When Ford asked if the city would also be responsible for maintaining the lighting fixtures in those areas, Public Works Director Eric Morris said that the city would be required to keep the lights in working order. Additionally the city would be provided with the required tools to lower the lighting fixtures when a major storm is expected to make landfall or if they were damaged by some other occurrence.

Ford expressed additional concern as to if the city would have the ability to back out of the agreement should the expense be too high. Drennan said he could not answer that question at this point since a copy of the agreement has not been provided to the city yet. He added that the matter on Tuesday’s agenda did not establish a concrete agreement, but was the first step in the process.

Councilor Larry Breland asked if the city has the available funding to cover those additional expenses. City Clerk Amber Hinton said those expenses are not in the current budget, but formation of the budget for the next fiscal year is coming soon.

Councilor Anna Turnage asked that should the Council approve the motion during Tuesday’s meeting, if the city still had time to research the matter. Drennan said that MDOT was looking for a serious commitment from the city since the state agency already spent “a lot of money to do what they did.”

He added that the “verbal agreement” between MDOT and the city was to get the interchanges in pristine condition, then turn it over to the city to continue to maintain that appearance.

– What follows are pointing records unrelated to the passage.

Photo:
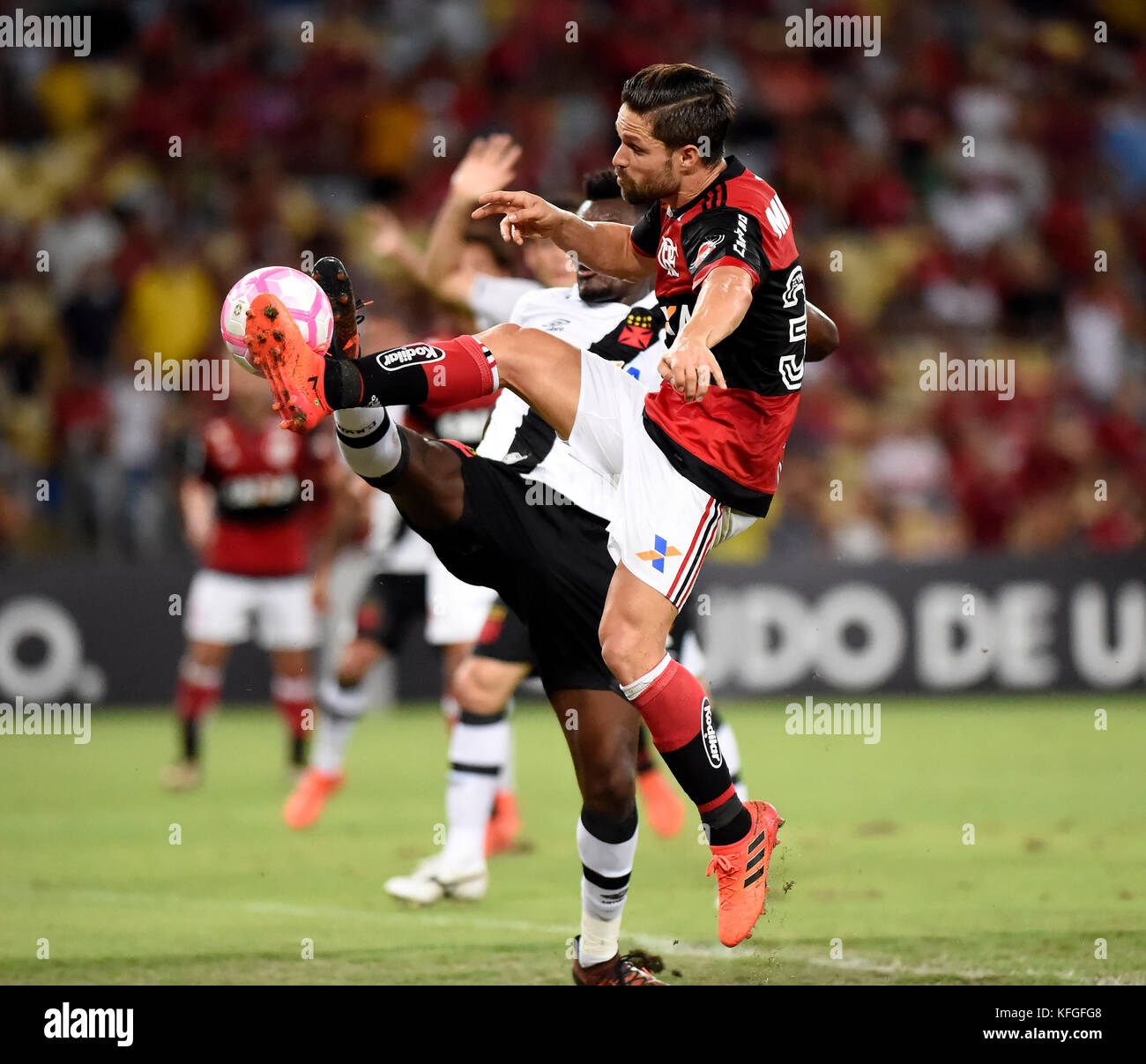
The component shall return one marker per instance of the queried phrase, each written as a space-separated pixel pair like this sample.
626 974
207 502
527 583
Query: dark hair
686 102
600 185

More work is planned, including fences, more tree removal and some drainage work, and if the city was to back out now, Drennan said it would be entirely possible for MDOT to cease any additional work to rectify those matters.

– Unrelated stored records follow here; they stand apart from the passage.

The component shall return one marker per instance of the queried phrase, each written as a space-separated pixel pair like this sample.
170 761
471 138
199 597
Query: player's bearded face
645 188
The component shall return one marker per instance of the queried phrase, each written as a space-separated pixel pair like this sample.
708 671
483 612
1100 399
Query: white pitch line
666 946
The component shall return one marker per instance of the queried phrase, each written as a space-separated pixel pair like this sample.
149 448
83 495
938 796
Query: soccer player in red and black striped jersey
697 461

Outside concerns of the expense, additional discussion on the matter was that the work done so far has made the interchanges look much better, Councilors Jan Stevens and Turnage said they have received positive input from the businesses that operate in those areas, one of which has promised to show records reflecting an uptick in sales.

Additionally, representatives with several business focused agencies, such as the local Economic Development District, Picayune Main Street and Greater Picayune Area Chamber of Commerce all said that cleaning up the interchanges would be good for the city’s tax base and overall appearance.

Economic Development Director Lindsay Ward said the way the interchanges looked before was detrimental to attracting more businesses. Chamber Director Terry Farr said the previous appearances of those interchanges made the city look like it was in the middle of a foreclosure. Picayune Main Street Board of Directors President Tom Milar said Main Street supports the move because the consensus is cleaner entrances mean more economic development.

Mayor Jim Luke said that back in 2011, he worked with Picayune Main Street Director Reba Beebe to bring in an outside agency to make suggestions. That agency said one of the first things that would make a city more attractive is to make the city’s entrances more appealing because exits 4 and 6 are not just gateways to the city of Picayune, but the state of Mississippi.

He added that thousands of dollars have already been spent by MDOT to get the interchanges looking they way they are now, and thousands more are planned.

When the matter came up for a vote, it was approved unanimously.